Chrysler Group LLC (FIATY.PK): Chrysler reported October U.S. sales at 114, 512, representing a 27 percent increase as compared to the previous year and its best October sales month since 2007. This is good news for the company after a majority of its skilled-trade workers vote against its tentative UAW labor agreement last week. While local UAW leaders are still looking a contract ratification, the “no” vote could the drive meetings back to the negotiating table.
Honda Motor Co. Ltd. (NYSE:HMC): Honda said on Monday that its fiscal second quarter operating profit plummeted 68 percent to ¥$52.5 billion ($693 million) vs. analysts’ ¥63.5 billion forecast. Net profit dove 55 percent to ¥60.43 billion with revenue only dropping 16 percent to ¥$1.9 trillion. The company, affected by a strong yen and the Thailand floods, has withdrawn its annual guidance for earnings and global sales.

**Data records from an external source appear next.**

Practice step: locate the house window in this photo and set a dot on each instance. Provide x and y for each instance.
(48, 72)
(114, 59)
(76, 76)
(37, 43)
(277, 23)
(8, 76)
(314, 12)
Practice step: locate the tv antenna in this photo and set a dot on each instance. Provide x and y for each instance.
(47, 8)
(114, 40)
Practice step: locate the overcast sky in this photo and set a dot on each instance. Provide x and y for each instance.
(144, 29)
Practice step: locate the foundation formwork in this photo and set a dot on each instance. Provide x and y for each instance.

Toyota (NYSE:TM): Toyota, along with other major automakers, are facing parts shortages from suppliers in flood-torn Thailand and are cutting back on production. This comes at a bad time as Japan, recovering its own natural disaster problems from the spring , faces supply chain problems at home. Further evidence from the Thailand fallout, included Toyota recently stopping overtime weekday pay at some domestic factories and seven group assembly companies in response to lower output.